Young, "The Development of Myopia," Contacto 15, no. 2,
June, 1971). Compared with the control cases of wild
monkeys, who do not develop myopia in their natural habitat,
this is clear evidence that environmental factors do affect
the development of myopia. (Francis A. Young, "Visual
Refractive Errors of Wild and Laboratory Monkeys," Eye, Ear,
Nose and Throat Digest 27, August, 1965).
2) Eskimos living on the northern shores of Alaska were
examined for myopia in the late 60s. It was found that the
older generation of parents and grandparents, who lived a
traditional outdoor life were not myopic. Three in five of
their children, who had the benefit of compulsory education
where there was a constant need to focus the eyes on
close-up work, were found to be myopic (Francis A. Young et
al, "The Transmission of Refractive Errors within Eskimo
Families," American Journal of Optometry and Archives of the
American Academy of Optometry 46, no. 9, September, 1969).
3) A report by the Navy's Bureau of Medicine and Surgery
found that submarine personnel working in a confined visual
environment develop myopia much faster than other Navy
personnel who operate in less confined spaces.(Ira Schwartz
and N. Elaine Sandberg, "The Effect of Time in Submarine
Service on Vision," Medical Research Laboratory Report no.
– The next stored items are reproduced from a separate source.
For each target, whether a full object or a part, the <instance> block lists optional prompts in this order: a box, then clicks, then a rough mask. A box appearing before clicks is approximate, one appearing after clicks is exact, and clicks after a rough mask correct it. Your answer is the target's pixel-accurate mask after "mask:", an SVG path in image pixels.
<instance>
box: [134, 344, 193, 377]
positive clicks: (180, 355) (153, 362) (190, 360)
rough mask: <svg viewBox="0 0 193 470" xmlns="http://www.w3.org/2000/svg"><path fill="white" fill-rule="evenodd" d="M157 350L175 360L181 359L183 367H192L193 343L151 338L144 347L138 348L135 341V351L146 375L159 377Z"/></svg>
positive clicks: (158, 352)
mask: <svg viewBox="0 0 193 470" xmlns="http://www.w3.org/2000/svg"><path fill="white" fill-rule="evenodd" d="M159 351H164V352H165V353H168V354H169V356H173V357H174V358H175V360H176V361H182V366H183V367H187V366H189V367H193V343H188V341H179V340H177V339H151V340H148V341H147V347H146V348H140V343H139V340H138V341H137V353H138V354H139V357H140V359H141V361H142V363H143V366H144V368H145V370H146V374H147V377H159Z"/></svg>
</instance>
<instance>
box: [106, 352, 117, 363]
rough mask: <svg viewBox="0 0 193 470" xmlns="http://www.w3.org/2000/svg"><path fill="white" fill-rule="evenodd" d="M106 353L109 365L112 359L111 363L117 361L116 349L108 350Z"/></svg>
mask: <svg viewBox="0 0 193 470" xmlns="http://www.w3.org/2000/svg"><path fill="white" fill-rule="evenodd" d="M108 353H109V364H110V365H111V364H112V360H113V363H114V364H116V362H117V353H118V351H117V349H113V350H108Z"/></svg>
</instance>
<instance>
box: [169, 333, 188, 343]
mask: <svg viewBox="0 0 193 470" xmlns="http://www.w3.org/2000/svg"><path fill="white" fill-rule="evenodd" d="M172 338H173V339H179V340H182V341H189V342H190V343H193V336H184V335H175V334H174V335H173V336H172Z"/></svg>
253; Bureau of Medicine and Surgery, Navy Department project
4) In a study entitled "Accommodation, Refractive Error
and Eye Growth in Chickens," and published in Vision
Research., Vol 28, No. 5 pp 639-657, 1988, Pergamon Press,
Frank Schaeffel, Adrian Glasser and Howard C. Howland found
All eyes treated with positive lenses became consistently
more positive (hyperopic).
Negative lenses produced more negative (myopic) refractions
(focal states) in all eyes.
In a test of plus/minus lenses on left/right eyes, the eye
with the plus lens moved in a positive direction. The eye
with a minus lens moved in a minus direction.